I did a test earlier today where I ran it at 70A RMS / phase for a couple of minutes. This was mainly reactive current as I have no way to load the motor yet. I did detect some heating in the main electros so I think I will go ahead and fit the film capacitors in addition to the 1uf ceramic SMD caps in the free locations on the PCB. I have a couple of possible values and types to consider. The heating could also be because my power supply running it is being stressed (possible sagging) and is connected via about 1 meter of cable.
Since the target current per phase for the 80-100 180 is 85A RMS/phase its looking good.
I should be able to push more than 85A/phase once I get things finalised and actually run it off LIPO but that doesn't happen until all protections are in place.
I also are finding the nickel plated brass bolts I am using to attach the outputs to the PCB are getting quite warm/hot.
I probably need to tighten them to the board a bit more when I next unbolt everything from the heatsink. Maybe even solder them to the PCB. I guess I could just not use bolts and just solder output wires into the hole in the PCB but bolts and lugs are more convenient for prototyping etc.

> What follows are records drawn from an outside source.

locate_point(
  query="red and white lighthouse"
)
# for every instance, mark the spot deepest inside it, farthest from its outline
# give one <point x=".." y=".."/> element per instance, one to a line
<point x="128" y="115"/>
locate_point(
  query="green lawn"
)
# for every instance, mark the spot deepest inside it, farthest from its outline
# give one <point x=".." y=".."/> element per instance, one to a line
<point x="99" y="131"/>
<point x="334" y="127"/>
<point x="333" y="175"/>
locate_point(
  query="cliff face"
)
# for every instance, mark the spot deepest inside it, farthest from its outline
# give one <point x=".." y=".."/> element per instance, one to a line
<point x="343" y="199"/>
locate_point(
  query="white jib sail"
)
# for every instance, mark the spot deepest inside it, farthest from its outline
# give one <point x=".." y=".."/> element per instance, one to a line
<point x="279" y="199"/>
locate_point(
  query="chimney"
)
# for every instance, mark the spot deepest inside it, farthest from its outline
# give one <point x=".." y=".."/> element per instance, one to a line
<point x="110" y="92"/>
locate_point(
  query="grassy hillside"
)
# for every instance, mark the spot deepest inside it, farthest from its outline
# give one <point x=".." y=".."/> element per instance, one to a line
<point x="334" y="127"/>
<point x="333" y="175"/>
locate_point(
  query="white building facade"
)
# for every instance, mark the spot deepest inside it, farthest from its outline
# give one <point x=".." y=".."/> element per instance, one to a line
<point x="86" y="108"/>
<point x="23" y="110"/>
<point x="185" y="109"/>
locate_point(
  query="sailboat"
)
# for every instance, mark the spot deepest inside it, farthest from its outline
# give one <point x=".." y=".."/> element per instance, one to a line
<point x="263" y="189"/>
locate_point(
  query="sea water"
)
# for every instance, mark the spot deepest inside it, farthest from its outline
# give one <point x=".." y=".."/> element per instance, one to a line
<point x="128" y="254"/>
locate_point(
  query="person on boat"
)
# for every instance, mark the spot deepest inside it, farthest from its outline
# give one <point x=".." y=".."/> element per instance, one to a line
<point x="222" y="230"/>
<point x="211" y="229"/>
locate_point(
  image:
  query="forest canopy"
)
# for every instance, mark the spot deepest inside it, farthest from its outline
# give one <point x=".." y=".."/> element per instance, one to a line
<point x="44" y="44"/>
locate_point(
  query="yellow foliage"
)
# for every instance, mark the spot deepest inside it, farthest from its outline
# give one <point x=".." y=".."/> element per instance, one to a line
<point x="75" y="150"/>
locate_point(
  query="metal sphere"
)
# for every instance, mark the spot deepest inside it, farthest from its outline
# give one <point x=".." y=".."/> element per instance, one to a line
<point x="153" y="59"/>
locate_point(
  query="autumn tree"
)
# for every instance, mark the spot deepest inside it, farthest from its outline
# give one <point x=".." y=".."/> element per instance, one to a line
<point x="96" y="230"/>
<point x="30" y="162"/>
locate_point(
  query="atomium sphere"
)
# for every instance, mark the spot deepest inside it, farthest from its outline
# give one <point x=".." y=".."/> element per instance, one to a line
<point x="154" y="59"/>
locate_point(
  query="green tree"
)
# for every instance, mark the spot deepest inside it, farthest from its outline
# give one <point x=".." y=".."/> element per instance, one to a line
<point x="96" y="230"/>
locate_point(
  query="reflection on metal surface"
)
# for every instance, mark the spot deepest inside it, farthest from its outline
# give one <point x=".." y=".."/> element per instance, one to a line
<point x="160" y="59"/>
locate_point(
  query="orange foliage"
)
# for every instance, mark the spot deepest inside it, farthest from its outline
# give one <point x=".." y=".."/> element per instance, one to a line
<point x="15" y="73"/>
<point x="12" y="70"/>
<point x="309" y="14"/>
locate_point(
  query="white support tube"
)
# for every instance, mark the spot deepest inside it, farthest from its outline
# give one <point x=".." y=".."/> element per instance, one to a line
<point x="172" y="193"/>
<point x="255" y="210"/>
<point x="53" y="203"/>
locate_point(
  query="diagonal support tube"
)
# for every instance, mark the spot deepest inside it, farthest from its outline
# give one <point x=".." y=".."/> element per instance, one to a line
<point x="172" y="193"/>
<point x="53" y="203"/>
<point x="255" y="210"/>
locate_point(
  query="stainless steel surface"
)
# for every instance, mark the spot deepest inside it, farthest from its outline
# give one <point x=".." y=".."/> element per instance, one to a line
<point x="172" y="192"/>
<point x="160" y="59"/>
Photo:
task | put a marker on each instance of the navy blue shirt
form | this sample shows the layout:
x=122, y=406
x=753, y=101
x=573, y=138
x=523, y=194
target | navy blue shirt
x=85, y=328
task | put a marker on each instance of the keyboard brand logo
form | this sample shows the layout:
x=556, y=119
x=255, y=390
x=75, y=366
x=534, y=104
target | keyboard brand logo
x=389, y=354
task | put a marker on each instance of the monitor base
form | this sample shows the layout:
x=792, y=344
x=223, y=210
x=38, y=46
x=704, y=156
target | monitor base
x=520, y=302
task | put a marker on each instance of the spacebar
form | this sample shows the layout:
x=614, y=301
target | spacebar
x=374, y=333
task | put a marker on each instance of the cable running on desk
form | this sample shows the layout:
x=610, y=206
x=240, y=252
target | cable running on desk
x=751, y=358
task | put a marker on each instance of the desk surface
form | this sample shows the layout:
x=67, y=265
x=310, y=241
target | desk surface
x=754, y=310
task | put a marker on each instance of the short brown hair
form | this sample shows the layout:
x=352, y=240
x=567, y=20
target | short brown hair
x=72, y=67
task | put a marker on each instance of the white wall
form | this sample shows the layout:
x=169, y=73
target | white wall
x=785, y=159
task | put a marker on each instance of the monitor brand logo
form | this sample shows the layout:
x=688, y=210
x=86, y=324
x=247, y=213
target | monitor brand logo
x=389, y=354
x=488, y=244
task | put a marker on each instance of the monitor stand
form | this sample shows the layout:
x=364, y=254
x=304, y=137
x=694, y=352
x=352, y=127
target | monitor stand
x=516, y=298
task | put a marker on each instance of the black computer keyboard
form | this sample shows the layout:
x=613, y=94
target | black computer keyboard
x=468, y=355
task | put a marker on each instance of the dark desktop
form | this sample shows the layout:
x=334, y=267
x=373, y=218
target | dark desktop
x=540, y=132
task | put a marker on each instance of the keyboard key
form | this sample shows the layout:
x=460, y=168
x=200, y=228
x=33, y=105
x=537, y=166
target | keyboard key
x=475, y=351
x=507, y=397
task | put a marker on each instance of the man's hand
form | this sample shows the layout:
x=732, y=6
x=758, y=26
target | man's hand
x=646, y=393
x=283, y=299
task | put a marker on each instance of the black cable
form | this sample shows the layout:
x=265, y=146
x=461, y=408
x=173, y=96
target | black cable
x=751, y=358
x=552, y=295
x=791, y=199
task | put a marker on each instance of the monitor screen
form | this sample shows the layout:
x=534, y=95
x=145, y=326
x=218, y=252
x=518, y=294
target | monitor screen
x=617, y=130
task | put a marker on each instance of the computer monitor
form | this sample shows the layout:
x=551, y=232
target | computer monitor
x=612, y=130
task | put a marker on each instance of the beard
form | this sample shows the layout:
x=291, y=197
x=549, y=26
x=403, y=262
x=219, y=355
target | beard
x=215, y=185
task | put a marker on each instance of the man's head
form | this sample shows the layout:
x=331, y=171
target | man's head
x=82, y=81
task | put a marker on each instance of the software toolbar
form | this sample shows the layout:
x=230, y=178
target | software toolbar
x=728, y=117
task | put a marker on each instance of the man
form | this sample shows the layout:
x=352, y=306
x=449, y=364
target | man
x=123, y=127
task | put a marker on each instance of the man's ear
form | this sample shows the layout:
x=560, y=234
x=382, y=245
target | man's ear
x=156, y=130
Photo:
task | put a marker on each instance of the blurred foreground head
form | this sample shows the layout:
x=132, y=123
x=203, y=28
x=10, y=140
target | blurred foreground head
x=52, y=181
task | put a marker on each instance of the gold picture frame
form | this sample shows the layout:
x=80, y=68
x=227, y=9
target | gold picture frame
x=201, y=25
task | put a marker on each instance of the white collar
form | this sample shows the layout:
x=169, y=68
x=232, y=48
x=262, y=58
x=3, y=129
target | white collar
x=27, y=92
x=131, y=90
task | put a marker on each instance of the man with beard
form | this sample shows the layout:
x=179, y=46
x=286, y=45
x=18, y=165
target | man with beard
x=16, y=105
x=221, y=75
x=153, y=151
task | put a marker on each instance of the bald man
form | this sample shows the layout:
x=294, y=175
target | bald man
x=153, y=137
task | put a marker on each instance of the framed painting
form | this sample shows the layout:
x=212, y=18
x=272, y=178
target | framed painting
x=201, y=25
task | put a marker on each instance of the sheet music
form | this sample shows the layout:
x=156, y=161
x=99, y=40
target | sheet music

I guess unless I can find copper bolts (do they exist?) these are probably the best I can do and some of it may be that they are just not tightened enough.
I have the bolt go through the PCB and have one nut on top and then the lug and a second nut. I suspect I would get lower resistance by sitting the lug directly against the pcb and just using one nut above it so the lug itself contacts the PCB rather than having to go through the brass nut. The PCB is not likely tu be crushed as the hole is surrounded in vias that are all filled with solder.
Still no hardware failures so far but a full/near full voltage test is on the horizon, 75V version, I will probably take it up to 57V to begin with ( have a handy 57.4V stack of 150W meanwells) and if all is well push towards 70 with another supply in series.
Once I have done the full voltage low current test in addition to a low voltage full current test I will know that the power electronics are capable of the full current/voltage which isn't easy to test on the bench.
Bad bearing:
I am almost certain now that my first motor has a bad bearing. Scraping noises / squeeky noises etc depending on RPM setting. also run at low current at reasonable speed the motor heats up around the skirt bearing. Hopefully these aren't too hard to replace. I will probably leave it as it is for now as It shouldn't cause problems in my test stand apart from a bit of load and heating. hopefully my 1 year newer motor doesn't have the problem as thats the one I intend to fit to a bike first.